As a further characteristic feature, there is a global tendency for the success rate to decrease with increasing detecting angle range. This is due to increasing uncertainty in detecting directional information with respect to target and/or chasing robots. However, considering these global tendencies, there are a few small hill-like extrema. These phenomena are interesting and interpreted as follows: although the directional information obtained by the sensor device includes uncertainty, optima detection angle range exists because too low of an angle range lead to dangerous unawareness of the chaser and too wide of a detection angle range can lead to overly ambiguous direction information concerning the existence of the chasing robot.

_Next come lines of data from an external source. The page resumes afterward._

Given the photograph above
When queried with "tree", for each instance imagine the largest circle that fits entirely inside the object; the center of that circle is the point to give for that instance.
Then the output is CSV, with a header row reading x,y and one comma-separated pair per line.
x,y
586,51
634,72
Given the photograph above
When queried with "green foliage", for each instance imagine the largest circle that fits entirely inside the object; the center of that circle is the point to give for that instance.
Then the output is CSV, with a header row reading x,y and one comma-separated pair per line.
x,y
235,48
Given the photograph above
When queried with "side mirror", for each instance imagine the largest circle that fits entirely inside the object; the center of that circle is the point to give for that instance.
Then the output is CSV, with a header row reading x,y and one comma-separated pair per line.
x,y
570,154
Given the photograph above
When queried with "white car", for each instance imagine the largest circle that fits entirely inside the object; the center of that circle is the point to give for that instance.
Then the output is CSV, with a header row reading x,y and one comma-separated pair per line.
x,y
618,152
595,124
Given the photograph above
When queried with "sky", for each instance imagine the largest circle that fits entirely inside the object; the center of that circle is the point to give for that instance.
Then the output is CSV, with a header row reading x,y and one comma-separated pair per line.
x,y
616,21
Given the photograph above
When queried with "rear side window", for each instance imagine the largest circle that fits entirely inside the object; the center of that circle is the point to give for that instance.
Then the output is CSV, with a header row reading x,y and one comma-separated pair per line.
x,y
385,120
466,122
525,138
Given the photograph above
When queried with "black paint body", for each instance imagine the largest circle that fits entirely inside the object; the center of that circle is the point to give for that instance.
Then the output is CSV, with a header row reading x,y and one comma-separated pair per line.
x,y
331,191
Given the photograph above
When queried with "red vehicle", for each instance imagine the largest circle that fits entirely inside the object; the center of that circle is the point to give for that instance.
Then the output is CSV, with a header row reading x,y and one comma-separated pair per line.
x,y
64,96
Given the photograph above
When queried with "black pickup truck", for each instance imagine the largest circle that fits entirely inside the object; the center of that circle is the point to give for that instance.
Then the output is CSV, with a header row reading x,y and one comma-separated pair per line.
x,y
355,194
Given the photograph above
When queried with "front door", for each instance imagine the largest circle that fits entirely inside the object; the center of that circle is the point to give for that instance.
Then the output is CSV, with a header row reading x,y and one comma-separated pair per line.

Finally, even when the velocity of the escaping robot is $1.5\times$ the velocity of the chasing robot, the success rate of capture is not as small as that shown in Figure 18. The reason is the existence of boundaries in this set context. If chasing and fleeing are executed in free space without boundaries, then the result could change substantially. In computer experiments and/or practical hardware-implemented experiments, we observe that the escaping robot generally stays near boundary walls and consequently captured by the chasing robot. Therefore, the existence of boundary walls is important in this context, and a case of free space for escaping a robot is an interesting task to explore in the future.

5. Conclusions

The concluding remarks of this work are as follows:

(1) 

Neuroscience and brain-science are explored from the viewpoint of “what is the role of complex dynamics (chaotic dynamics) in biological systems such as the brain?”. Notably, several functional aspects of chaos are explored, particularly in the realization of “complex functions with simple rules” by introducing chaotic dynamics into control mechanisms in systems with finite but high degrees of freedom, which typically emerge in biological systems.

(2) 

Both computer experiments and actual experiments with hardware-implemented robots, for instance, have revealed that chaos promotes various functional abilities.

(3) 

In a practical sense, in this paper, we explore new experiments to investigate functional aspects of chaos via behavioral interactions in an ill-posed context, namely, two roving robots in a maze, seeking to catch each other or one chasing and the other fleeing, as observed in the survival activities of insects in natural environments. The successful results of both computer experiments and hardware-implemented experiments reveal that chaos dynamics can be used to guide autonomous and/or adaptive functions with simple rules.

(4) 

Analyses of the results suggest that chaos dynamics in the high-dimensional phase space of a pseudo-neuron network are important for realizing advanced functions, but the present model and parameters cannot generate optimal dynamic structures. Thus, it is necessary to introduce a certain learning factor into these functions. This problem is similar to that in other functional applications of chaos in complex functions [17,38], and this topic will be further explored in our future work.